Friedberg and Seltzer specialize in spectacularly low-brow parodies, best known for such gems as Meet The Spartans, Epic Movie, Disaster Movie, Date Movie and Vampires Suck. The duo hardly have a monopoly on bad comedies, but the films they offer to audiences are particularly aggravating by their sheer laziness. It’s one thing to tell a joke that doesn’t land, but the fact of the matter is that Friedberg and Seltzer don’t attempt to write any in the first place. Rather, their films consist of absolutely nothing but pop culture references disguised as jokes.
In this sense, the films which they are responsible for are quite literally parasitic. They feed off the creativity of far more talented people, before excreting a cheap and dull amalgamation of those existing ideas while bringing precisely nothing new to the table. This practice isn’t too far away from a money-making scam, with the absolute minimum amount of money and effort put into producing a shoddy product sold to a mostly unsuspecting public.
The pair have made themselves a substantial amount of money in the past using this swindle, but for a short period it seemed as though their time was up. Not since Vampires Suck, 2010’s abysmal Twilight spoof, have Friedman and Seltzer produced anything that gained significant commercial success. That might be set to change.
Their upcoming film is set to shamelessly exploit the popularity of the most famous movie franchise in the world: Star Wars. The full title of the upcoming garbage fire is Star Worlds Episode XXXIVE=MC2: The Force Awakens The Last Jedi Who Went Rogue, a name with all the subtlety that the movie is likely to have.

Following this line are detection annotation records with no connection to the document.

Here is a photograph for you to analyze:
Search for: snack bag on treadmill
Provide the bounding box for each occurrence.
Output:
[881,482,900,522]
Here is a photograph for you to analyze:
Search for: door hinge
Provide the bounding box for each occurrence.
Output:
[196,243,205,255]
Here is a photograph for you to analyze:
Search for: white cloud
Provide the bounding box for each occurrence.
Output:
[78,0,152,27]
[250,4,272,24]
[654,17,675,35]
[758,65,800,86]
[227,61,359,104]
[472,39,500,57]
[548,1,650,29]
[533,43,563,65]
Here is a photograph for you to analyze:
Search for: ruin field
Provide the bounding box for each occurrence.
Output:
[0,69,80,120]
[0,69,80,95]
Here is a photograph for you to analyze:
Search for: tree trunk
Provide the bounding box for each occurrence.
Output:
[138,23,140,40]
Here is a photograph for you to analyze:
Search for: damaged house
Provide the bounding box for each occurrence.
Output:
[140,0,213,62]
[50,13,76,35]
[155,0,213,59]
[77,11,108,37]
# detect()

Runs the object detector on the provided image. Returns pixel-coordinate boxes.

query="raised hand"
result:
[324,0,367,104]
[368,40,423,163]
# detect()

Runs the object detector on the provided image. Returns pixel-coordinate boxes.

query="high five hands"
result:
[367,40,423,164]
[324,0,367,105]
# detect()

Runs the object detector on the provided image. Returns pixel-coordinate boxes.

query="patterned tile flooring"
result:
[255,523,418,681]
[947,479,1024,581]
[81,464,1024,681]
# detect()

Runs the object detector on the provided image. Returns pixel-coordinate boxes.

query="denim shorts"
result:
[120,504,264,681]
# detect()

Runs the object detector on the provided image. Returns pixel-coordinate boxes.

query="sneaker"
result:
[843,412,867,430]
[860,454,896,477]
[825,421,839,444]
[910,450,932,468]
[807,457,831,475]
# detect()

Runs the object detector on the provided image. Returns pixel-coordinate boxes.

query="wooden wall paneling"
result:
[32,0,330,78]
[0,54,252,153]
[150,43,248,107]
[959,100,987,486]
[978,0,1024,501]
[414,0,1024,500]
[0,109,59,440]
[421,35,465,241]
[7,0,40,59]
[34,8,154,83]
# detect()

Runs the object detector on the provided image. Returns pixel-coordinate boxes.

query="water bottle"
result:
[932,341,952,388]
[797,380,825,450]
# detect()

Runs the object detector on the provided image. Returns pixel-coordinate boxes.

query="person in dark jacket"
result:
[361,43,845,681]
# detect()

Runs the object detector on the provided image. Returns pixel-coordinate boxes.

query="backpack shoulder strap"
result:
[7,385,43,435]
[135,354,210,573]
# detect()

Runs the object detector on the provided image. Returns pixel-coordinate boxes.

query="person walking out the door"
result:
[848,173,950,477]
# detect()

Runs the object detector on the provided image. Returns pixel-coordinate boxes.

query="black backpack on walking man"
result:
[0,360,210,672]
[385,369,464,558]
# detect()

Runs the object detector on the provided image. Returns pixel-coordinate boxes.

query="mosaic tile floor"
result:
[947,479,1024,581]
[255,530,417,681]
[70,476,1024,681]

Although Star Wars has been parodied numerous times before, most notably by Mel Brooks in the 1987 film Spaceballs, the complete lack of effort consistently shown by Friedman and Seltzer make this upcoming spoof a sure-bet to be crowned worst of the bunch. Perhaps the most infuriating part of all this is the ludicrous statement made after the film’s announcement by Paul Hanson, CEO of film studio Covert Media who will be abettors in this latest crime against cinema.
Jason and Aaron are a powerhouse duo who have proven time and time again that they are fully tapped into what audiences love.
Translation: They have proved time and time again that casual movie-goers can be easily duped into seeing terrible movies, providing the marketing is good enough. Critics and audiences alike have expressed disgust for the absence of artistic integrity in these productions, but due to some dirt cheap budgets they almost always turn a profit regardless.
Their fearless take on pop culture has us beyond thrilled to tackle the world’s most popular franchise with the two of them leading us into a galaxy far, far away.
Translation: Swap the word ‘fearless’ with ‘shameless’ and immediately things start to make more sense. Additionally, be aware that the ‘thrill’ which is allegedly being felt by all at Covert Media, is more to do with all the money the company is about to receive from unsuspecting Star Wars fans.
To be frank, it’s depressing that a pair so unconcerned with making quality films continue to get work, while a vast number of aspiring filmmakers find themselves shut out of the Hollywood machine. It’s more depressing that when this film is unleashed on audiences some time in the next year or so, it is likely to turn a rather substantial profit. And the most depressing is that if it accomplishes that, we will undoubtedly see more Friedberg and Seltzer “comedies” put into production.